Delinquenti associati, e anche se non mafiosi, pericolosi e meritevoli di pene severe. Vent’anni di galera al capofila, tre secoli fra tutti i 41 condannati; con la cernita scrupolosa di vagliare posizione su posizione, per ciascun imputato, attraverso le risultanze delle migliaia e migliaia di pagine del maxiprocesso, e di decifrare negli atti, nella condotta, nelle intese, nelle scelte delittuose perpetrate le corrispondenze agli stampi tipizzati dalla legge penale. E cinque assolti. Non è mafia, dice la sentenza. E vien voglia ora di capire di più circa la differenza fra mafia e non, parola che in modo cangiante decliniamo dentro gli annali della storia, o dentro le categorie della sociologia, o delle contaminazioni politiche, o delle elaborazioni letterarie, o più crudamente dentro le cronache insanguinate di cui in questi stessi giorni anniversari facciamo memoria.

Capire la differenza fra una banda criminale comune e la Piovra, introdotta nel Codice a partire dal 1982, quando fu assassinato il generale Dalla Chiesa. Il nocciolo sta in tre parole: intimidazione, assoggettamento, omertà. Figure che si attagliano a situazioni in cui si produce un clima di paura, di servilismo, di riduzione al silenzio. Anche se la 'mafiosità', come la intendiamo dal lato etico-sociale, può inventarsi ogni giorno nuove forme, usando l’astuzia e la rete di complicità in luogo della violenza, la corruzione occulta che non fa rumore, giuridicamente il teorema dell’accusa mafiosa non è stato accolto dai giudici. Dunque a Roma non c’è mafia. Ma se non c’è mafia c’è marcio.

Il marciume pesante e pestifero è stato elencato nelle imputazioni (corruzione, estorsione, usura, turbativa d’asta, riciclaggio, associazione criminale) e nelle condanne. Poiché le condanne non sono definitive, ci è doverosa la riserva di non ritenere colpevole nessuno fino al giudicato. Però la lezione che emerge dalla mole colossale degli atti di indagine è impressionante per l’aspetto sistemico dei traffici illeciti. È una sorta di visione del mondo che non si cura della legalità; un mondo stratificato secondo il potere («ci sono i vivi sopra e i morti sotto e noi in mezzo», è la frase captata in una intercettazione, e letta dall’accusa come il proposito di allacciare il mondo politico di sopra e il mondo criminale di sotto). È la filosofia della corruzione come investimento produttivo («la mucca, se non mangia non può essere munta»).

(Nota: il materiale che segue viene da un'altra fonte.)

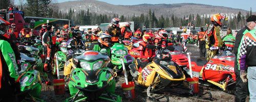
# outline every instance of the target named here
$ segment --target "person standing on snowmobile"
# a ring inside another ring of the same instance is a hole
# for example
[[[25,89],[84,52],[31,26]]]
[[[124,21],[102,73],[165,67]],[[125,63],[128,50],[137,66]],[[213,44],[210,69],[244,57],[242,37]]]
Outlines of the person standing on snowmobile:
[[[18,101],[20,91],[18,60],[20,60],[16,44],[0,35],[0,101]]]
[[[81,31],[75,30],[72,32],[73,38],[70,39],[67,42],[67,49],[68,55],[67,56],[67,61],[72,58],[73,52],[76,49],[83,49],[85,47],[84,43],[82,40]]]
[[[108,55],[110,58],[111,58],[111,49],[109,45],[110,45],[110,41],[111,40],[111,36],[105,33],[101,33],[99,35],[98,38],[98,44],[93,43],[90,46],[90,50],[95,50],[100,52],[103,48],[106,49],[108,54],[102,54],[103,55]]]
[[[54,29],[53,26],[48,26],[47,28],[47,32],[42,36],[42,43],[45,45],[44,51],[46,57],[44,71],[47,72],[51,71],[50,63],[53,60],[56,47],[56,36],[52,32]]]
[[[131,25],[132,23],[127,22],[125,26],[122,27],[121,29],[121,34],[122,34],[122,37],[125,40],[130,40],[130,38],[133,36],[132,31],[131,30]]]
[[[108,29],[108,34],[111,35],[111,43],[119,43],[119,39],[122,39],[121,29],[118,27],[120,19],[118,18],[113,18],[111,20],[112,25]]]
[[[187,48],[185,45],[186,44],[187,44],[188,34],[186,33],[186,31],[187,29],[186,28],[184,28],[183,29],[183,33],[180,34],[180,41],[181,41],[181,43],[182,43],[182,53],[185,53],[187,50]]]
[[[140,72],[142,69],[146,66],[146,64],[151,61],[152,59],[156,56],[154,48],[148,48],[146,47],[147,45],[152,44],[153,43],[154,38],[155,37],[152,33],[147,33],[142,36],[143,41],[139,43],[139,48],[138,50],[140,52],[140,64],[138,65],[138,68]]]
[[[206,49],[205,48],[205,41],[204,39],[204,36],[205,35],[205,32],[204,32],[204,28],[201,28],[201,32],[198,32],[197,34],[198,42],[199,42],[199,53],[200,57],[205,57]],[[197,42],[198,44],[198,42]]]
[[[231,52],[232,52],[234,47],[236,38],[233,36],[232,34],[232,31],[230,29],[227,29],[227,35],[223,38],[223,41],[227,49],[228,49]]]
[[[206,42],[205,47],[209,49],[207,55],[207,61],[210,61],[214,56],[218,54],[219,48],[223,45],[219,28],[222,26],[221,20],[224,18],[224,17],[219,14],[214,14],[211,17],[212,23],[208,27],[204,37]]]
[[[42,27],[42,28],[39,31],[39,38],[40,40],[42,39],[42,35],[44,35],[44,34],[45,34],[45,33],[47,31],[46,30],[47,26],[46,24],[42,24],[41,27]]]

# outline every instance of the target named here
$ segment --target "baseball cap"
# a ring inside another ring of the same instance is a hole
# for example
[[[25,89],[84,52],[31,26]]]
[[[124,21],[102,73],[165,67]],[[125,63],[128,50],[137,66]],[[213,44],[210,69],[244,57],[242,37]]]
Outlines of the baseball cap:
[[[249,17],[248,17],[248,18],[246,19],[246,22],[248,22],[250,21],[254,21],[256,22],[256,15],[252,15],[249,16]]]

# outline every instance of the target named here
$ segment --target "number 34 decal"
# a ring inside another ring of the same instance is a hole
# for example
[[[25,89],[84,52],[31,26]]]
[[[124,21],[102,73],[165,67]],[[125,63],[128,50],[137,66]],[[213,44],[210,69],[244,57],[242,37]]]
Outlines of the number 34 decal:
[[[215,70],[216,69],[216,67],[217,67],[217,64],[213,64],[211,65],[211,64],[207,64],[205,67],[204,67],[204,69],[206,70],[209,70],[209,69],[211,69],[212,70]]]

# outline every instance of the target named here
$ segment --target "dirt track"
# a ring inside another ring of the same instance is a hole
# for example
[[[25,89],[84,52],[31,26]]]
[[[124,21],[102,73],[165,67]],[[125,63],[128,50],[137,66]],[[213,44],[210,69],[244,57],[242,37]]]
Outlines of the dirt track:
[[[188,44],[187,45],[188,50],[188,52],[192,53],[191,60],[196,60],[199,58],[199,48],[191,44]],[[180,47],[178,46],[179,49],[181,49]],[[205,59],[202,59],[204,60]],[[61,72],[60,72],[61,73]],[[53,75],[50,75],[51,79],[56,79],[56,77]],[[118,82],[116,83],[116,88],[115,90],[115,93],[120,95],[121,96],[124,97],[122,95],[122,91],[121,87],[122,83],[124,83],[124,77],[120,77],[118,79]],[[207,87],[200,86],[200,93],[205,93],[206,92],[210,92],[212,95],[212,99],[211,101],[234,101],[234,96],[232,94],[228,94],[224,92],[219,88],[214,87],[213,88],[207,88]],[[169,101],[211,101],[210,100],[204,100],[199,99],[196,97],[193,97],[189,96],[181,96],[181,93],[185,92],[183,89],[179,89],[177,88],[174,88],[172,89],[165,89],[164,91],[161,91],[160,94],[155,94],[154,95],[166,95],[169,98]],[[177,94],[180,93],[180,94]],[[135,93],[136,96],[136,99],[134,100],[129,100],[123,98],[123,101],[152,101],[147,98],[146,92],[145,89],[139,87],[138,83],[136,83],[135,86]],[[66,92],[65,94],[56,95],[54,94],[53,86],[49,86],[49,87],[43,85],[42,87],[42,91],[41,92],[41,98],[44,99],[47,101],[64,101],[65,99],[70,97],[69,93]],[[166,100],[161,100],[162,101],[166,101]],[[247,98],[247,101],[248,101]]]

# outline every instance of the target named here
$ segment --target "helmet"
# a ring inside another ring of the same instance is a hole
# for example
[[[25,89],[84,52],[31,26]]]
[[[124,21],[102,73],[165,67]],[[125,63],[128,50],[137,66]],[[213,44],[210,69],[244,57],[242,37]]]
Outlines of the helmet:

È l’immagine rivoltante del profitto raschiato dentro i canali del soccorso ai bisognosi, il denaro dell’estrema misericordia («hai idea del guadagno sugli immigrati? Il traffico di droga rende meno»). Ci chiediamo ora se la sentenza ci rifà puliti; e se poi saranno le sentenze a ripulire le stalle d’Italia, come Ercole le stalle di Augia. Serve un impegno giudiziario muscolare? Già provato, con Tangentopoli, e ogni volta siamo tornati daccapo. Serve una modifica dei codici, un regime più stretto e vigilato degli appalti, barriere, certificazioni, controlli, balzelli, pene aspre, multe, galere? Già fatto, più e più volte, fino a farne un ginepraio scoraggiante per gli onesti ed eccitante per la fantasia degli astuti e degli amici degli amici. Forse è il momento di capire che la radice della corruzione è nell’anima. Papa Francesco ha detto che la corruzione «spuzza».

Probabilmente ha un senso più ampio e profondo che non il reato del codice; vuol dire, penso, che un’anima che fa del peccato un’abitudine non ne avverte più il rimorso né cerca purificazione perché sta marcendo. Nessuno è senza peccato, ma la corruzione è altro, è «quando il peccato entra, entra, entra nella coscienza e non lascia posto neanche per l’aria». Ora, se c’è qualcosa, nel mondo della legge civile, che assomiglia a questa asfissia, è proprio la corruzione, che è il tradimento della funzione del potere per fini immondi, una specie di simonia laica, di fronte alla fedeltà giurata e all’articolo 98 della Costituzione.